The move is a bid by the Chinese government to crack down on zero-dollar tour problems that have been occurring in both countries for a long time.
Kasien Wattanachaowisut, president of the Thai-Chinese Tourism Alliance Association (TCTA), said strict regulation of zero-dollar tours will increase the price of package tours and services for Chinese tourists by a wide range of 40-100%.
For example, tour packages to southern Thailand have already doubled to 6,000 yuan (30,600 baht), while programmes to northern Thailand have risen by 75% to 7,000 yuan.
The tour packages may be more expensive, but Chinese will be sure to receive the full tour service without being pressured into buying unwanted extras, said Mr Kasien.

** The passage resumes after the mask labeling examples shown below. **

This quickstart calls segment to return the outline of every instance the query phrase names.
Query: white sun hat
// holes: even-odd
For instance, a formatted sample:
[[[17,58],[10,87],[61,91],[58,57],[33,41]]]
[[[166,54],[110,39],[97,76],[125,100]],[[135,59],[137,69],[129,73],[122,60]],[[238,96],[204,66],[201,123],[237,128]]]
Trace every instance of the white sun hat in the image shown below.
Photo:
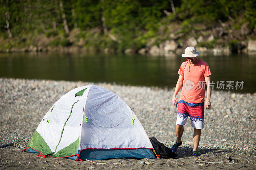
[[[193,47],[188,47],[185,49],[185,54],[183,54],[181,56],[183,57],[193,58],[199,55],[199,52],[196,51],[196,48]]]

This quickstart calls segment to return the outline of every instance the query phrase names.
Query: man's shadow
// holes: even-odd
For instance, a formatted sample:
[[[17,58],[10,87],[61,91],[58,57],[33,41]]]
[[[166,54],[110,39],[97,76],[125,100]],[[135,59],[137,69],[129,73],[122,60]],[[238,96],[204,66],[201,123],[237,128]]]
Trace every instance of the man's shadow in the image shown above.
[[[191,147],[179,147],[177,150],[177,152],[178,153],[178,159],[182,158],[187,158],[193,156],[192,153],[193,148],[191,146]],[[220,149],[212,148],[199,148],[198,149],[199,152],[202,156],[203,154],[209,152],[213,153],[219,153],[223,152],[232,152],[232,151],[230,150],[225,149]]]

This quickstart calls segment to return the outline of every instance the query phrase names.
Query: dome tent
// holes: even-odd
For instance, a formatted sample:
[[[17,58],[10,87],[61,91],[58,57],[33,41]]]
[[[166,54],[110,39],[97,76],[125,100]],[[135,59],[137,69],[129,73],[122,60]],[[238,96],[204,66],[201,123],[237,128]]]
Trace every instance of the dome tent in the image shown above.
[[[51,107],[29,152],[76,161],[156,158],[140,121],[119,96],[91,85],[74,89]]]

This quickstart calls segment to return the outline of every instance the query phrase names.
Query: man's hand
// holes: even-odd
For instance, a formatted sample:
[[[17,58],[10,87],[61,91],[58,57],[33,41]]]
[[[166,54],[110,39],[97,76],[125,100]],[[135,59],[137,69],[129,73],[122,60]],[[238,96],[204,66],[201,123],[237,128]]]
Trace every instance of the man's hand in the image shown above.
[[[204,108],[205,110],[209,109],[211,108],[211,101],[210,100],[206,100],[204,102]]]
[[[178,104],[178,100],[177,100],[177,98],[176,97],[176,96],[173,96],[172,97],[172,105],[174,106],[174,107],[176,107],[176,106],[174,104],[174,100],[176,100],[177,102],[177,104]]]

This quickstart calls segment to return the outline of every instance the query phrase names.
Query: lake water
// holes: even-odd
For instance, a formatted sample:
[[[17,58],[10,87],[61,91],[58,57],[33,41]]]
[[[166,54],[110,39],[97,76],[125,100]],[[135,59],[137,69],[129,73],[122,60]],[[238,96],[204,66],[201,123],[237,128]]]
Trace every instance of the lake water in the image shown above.
[[[212,80],[215,83],[212,84],[214,89],[223,88],[219,84],[217,86],[219,81],[222,81],[225,90],[256,92],[256,55],[199,55],[197,58],[208,63],[212,73]],[[177,72],[184,61],[180,56],[0,54],[0,77],[115,82],[172,88],[175,86],[179,77]]]

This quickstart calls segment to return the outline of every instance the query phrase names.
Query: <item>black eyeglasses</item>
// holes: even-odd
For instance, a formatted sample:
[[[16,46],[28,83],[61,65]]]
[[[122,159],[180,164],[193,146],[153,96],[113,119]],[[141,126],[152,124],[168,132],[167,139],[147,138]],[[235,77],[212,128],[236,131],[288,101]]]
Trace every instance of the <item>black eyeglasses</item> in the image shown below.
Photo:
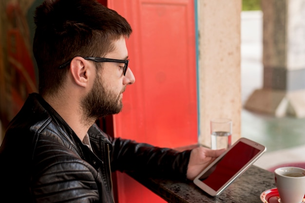
[[[124,63],[125,64],[124,68],[123,69],[123,74],[124,74],[124,76],[125,76],[126,74],[126,71],[127,71],[127,69],[128,68],[128,63],[129,62],[129,60],[113,59],[112,58],[99,58],[97,57],[83,57],[83,58],[85,59],[91,60],[95,62],[114,62],[115,63]],[[72,59],[69,60],[59,66],[58,68],[59,69],[63,69],[67,66],[68,64],[71,63],[72,60]]]

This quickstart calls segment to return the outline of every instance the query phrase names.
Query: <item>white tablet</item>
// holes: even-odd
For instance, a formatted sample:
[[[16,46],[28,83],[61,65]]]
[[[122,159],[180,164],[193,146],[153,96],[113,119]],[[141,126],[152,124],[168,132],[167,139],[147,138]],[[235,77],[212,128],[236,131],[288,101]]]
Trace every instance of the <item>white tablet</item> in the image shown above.
[[[193,182],[210,195],[218,195],[266,150],[262,145],[240,138],[201,172]]]

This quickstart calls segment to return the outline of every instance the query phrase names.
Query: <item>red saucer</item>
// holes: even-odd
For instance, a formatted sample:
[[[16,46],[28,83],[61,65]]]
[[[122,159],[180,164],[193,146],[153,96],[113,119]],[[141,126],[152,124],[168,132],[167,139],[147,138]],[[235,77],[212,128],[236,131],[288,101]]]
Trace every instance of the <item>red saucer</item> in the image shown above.
[[[272,188],[267,190],[261,194],[261,200],[264,203],[281,203],[280,195],[277,189]],[[302,203],[305,203],[305,195]]]

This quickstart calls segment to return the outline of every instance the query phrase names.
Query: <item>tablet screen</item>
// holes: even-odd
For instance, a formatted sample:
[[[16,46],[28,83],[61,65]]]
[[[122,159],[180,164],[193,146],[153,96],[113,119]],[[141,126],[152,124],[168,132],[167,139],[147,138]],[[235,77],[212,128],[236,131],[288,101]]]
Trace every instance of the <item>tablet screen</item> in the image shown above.
[[[246,143],[238,142],[199,179],[217,191],[260,151]]]

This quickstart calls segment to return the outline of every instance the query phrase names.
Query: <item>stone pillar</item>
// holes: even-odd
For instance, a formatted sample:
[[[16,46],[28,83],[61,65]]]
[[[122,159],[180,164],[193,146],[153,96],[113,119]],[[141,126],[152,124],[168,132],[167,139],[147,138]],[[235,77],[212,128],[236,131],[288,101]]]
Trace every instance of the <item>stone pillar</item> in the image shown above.
[[[198,0],[199,143],[210,147],[210,120],[233,121],[232,142],[241,137],[241,0]]]
[[[262,0],[263,86],[246,109],[305,117],[305,0]]]

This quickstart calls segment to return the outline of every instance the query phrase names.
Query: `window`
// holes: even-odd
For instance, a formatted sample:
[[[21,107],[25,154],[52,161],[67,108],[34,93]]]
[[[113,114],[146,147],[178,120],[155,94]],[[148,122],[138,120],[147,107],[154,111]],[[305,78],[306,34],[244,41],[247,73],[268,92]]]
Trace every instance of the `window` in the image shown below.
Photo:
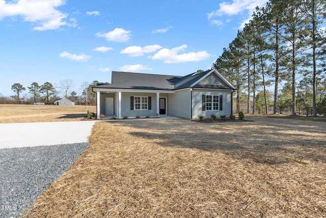
[[[206,95],[206,110],[219,110],[219,95]]]
[[[148,97],[135,96],[133,104],[135,110],[148,110]]]

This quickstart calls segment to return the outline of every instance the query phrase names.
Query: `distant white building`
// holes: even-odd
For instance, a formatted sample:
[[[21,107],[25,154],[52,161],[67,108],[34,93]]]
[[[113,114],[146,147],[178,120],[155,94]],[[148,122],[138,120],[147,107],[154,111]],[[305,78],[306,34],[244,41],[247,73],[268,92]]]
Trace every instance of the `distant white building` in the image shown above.
[[[75,105],[75,102],[68,98],[57,99],[55,101],[55,105]]]

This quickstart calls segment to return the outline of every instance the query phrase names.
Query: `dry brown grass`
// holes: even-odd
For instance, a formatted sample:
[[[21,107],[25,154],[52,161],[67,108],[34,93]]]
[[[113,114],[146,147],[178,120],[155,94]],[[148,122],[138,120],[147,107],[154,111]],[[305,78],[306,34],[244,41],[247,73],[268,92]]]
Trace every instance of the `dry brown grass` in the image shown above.
[[[96,106],[0,104],[0,123],[84,120],[88,110]]]
[[[324,217],[326,124],[97,123],[39,217]]]

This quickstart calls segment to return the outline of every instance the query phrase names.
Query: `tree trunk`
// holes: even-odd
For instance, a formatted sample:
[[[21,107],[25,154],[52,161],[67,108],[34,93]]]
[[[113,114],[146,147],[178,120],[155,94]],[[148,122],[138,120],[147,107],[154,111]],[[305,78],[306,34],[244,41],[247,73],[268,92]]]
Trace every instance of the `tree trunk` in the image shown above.
[[[280,60],[279,51],[279,28],[276,27],[275,34],[275,84],[274,85],[274,105],[273,114],[277,114],[278,91],[279,89],[279,61]]]
[[[296,115],[295,100],[295,33],[292,36],[292,115]]]
[[[254,70],[253,72],[253,114],[256,113],[256,51],[254,47]]]
[[[248,96],[247,98],[247,112],[248,113],[250,113],[250,54],[249,54],[249,46],[248,47]]]
[[[312,108],[313,114],[314,116],[317,116],[317,110],[316,109],[316,33],[317,31],[315,22],[315,1],[313,1],[312,5],[312,65],[313,65],[313,76],[312,76]]]
[[[237,66],[236,68],[236,112],[240,111],[240,69]]]
[[[268,114],[268,106],[267,104],[267,98],[266,97],[266,85],[265,84],[265,75],[264,74],[264,62],[263,61],[263,55],[260,51],[260,62],[261,64],[261,74],[263,77],[263,86],[264,87],[264,100],[265,100],[265,113]]]

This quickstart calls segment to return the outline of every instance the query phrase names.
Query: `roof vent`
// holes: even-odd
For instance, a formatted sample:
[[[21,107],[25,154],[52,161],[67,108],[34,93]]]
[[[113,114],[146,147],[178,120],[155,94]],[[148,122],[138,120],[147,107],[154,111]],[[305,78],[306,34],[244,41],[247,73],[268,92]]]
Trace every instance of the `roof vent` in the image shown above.
[[[197,71],[197,72],[195,72],[195,74],[193,74],[193,75],[192,75],[192,77],[193,77],[193,76],[196,76],[196,75],[198,75],[198,74],[201,74],[201,73],[202,73],[202,72],[204,72],[204,71],[203,71],[202,72],[201,71],[199,71],[199,71]]]

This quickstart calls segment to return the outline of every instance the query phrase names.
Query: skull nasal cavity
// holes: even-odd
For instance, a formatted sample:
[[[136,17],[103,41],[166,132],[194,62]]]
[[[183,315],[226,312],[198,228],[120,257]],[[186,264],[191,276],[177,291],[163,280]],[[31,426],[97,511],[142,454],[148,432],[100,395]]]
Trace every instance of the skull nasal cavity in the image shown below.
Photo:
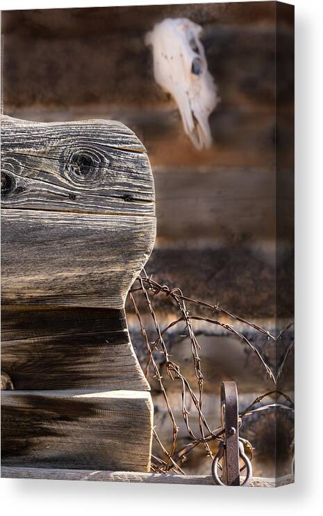
[[[196,57],[192,62],[192,73],[194,75],[200,75],[201,71],[201,59]]]

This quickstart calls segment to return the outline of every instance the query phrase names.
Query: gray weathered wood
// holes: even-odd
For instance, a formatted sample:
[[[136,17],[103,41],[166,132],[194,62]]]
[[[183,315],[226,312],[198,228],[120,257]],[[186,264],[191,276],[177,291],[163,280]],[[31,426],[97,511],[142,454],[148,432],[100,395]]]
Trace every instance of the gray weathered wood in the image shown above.
[[[154,214],[145,149],[117,122],[46,124],[3,116],[1,183],[3,207]]]
[[[122,308],[155,218],[3,209],[2,301]]]
[[[149,471],[153,406],[136,391],[3,391],[3,466]]]
[[[1,122],[2,464],[149,471],[124,314],[156,234],[145,150],[118,122]]]
[[[124,310],[3,305],[1,326],[15,389],[149,389]]]
[[[132,471],[89,471],[81,469],[54,469],[53,468],[1,467],[1,476],[6,478],[44,478],[47,480],[99,481],[103,482],[135,482],[147,484],[182,484],[216,487],[210,475],[174,475],[160,473]],[[243,481],[244,477],[241,478]],[[290,476],[279,478],[254,477],[251,487],[275,487],[292,483]]]

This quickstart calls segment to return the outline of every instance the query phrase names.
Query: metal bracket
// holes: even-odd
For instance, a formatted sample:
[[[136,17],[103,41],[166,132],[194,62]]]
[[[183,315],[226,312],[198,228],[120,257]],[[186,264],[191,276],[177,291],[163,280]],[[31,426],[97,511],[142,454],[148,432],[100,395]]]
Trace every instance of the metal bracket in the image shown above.
[[[222,482],[240,485],[238,392],[235,382],[221,385],[221,424],[224,428]]]

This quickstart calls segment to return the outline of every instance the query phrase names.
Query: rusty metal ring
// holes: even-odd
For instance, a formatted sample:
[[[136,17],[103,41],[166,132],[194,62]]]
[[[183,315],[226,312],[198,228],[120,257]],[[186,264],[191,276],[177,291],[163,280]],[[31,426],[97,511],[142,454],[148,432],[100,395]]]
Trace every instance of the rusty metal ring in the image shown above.
[[[212,476],[213,477],[215,483],[217,484],[217,485],[226,485],[226,484],[222,482],[217,473],[217,467],[220,465],[219,461],[223,457],[224,450],[224,443],[223,442],[221,442],[219,445],[217,453],[216,454],[212,462]],[[250,479],[252,477],[252,466],[249,458],[245,453],[245,446],[243,446],[243,442],[240,440],[239,440],[239,456],[245,462],[245,467],[247,469],[246,476],[242,483],[240,484],[241,487],[242,485],[247,485],[249,484]]]

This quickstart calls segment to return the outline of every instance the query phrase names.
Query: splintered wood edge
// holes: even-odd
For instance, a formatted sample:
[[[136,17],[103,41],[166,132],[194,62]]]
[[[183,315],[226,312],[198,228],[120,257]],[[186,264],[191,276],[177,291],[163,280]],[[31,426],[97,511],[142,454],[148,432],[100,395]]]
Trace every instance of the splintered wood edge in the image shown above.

''The high prices associated with the new regulation will have a psychological effect on Chinese tourists. But if they consider it carefully, the new amounts are the same or even less than what they ended up paying in the past when problems prevailed,'' said Mr Kasien.
In the first three months of enforcement of the new regulation, Chinese tourist arrivals in Thailand are expected to be halved.
Destinations that have only charter flights from China will see arrivals sink by 80%.
''But the situation should ease early next year,'' said Mr Kasien.
The TCTA still expects Chinese tourist arrivals will reach this year's projection of 4 million after 3.2 million landed in the first eight months.
Sisdivachr Cheewarattanaporn, president of the Association of Thai Travel Agents, said the number of Chinese tourists arriving in tour groups will shrink to only 30% of previous levels in the next three months.
However, the new measure will not affect independent travellers, who represent 30% of Chinese tourists in Thailand.
Sansern Ngaorangsri, the Tourism Authority of Thailand's former deputy governor for Asia and the South Pacific, said the new policy will help to screen the quality of Chinese tourists, which is in line with the TAT's policy of boosting revenue from quality tourists.
The TAT now expects only 3.8 million Chinese tourists this year, down from its earlier projection of 4.2 million.
But revenue from these tourists will increase by 50% from last year, to 150 billion baht.
During China's Golden Week from Oct 1-7, Chinese tourists are still visiting Thailand as usual due to advance bookings.
Tourism and Sports Minister Somsak Pureesrisak said China's new zero-dollar tour policy may help to reduce crime against tourists, which has been on the rise for the past three years.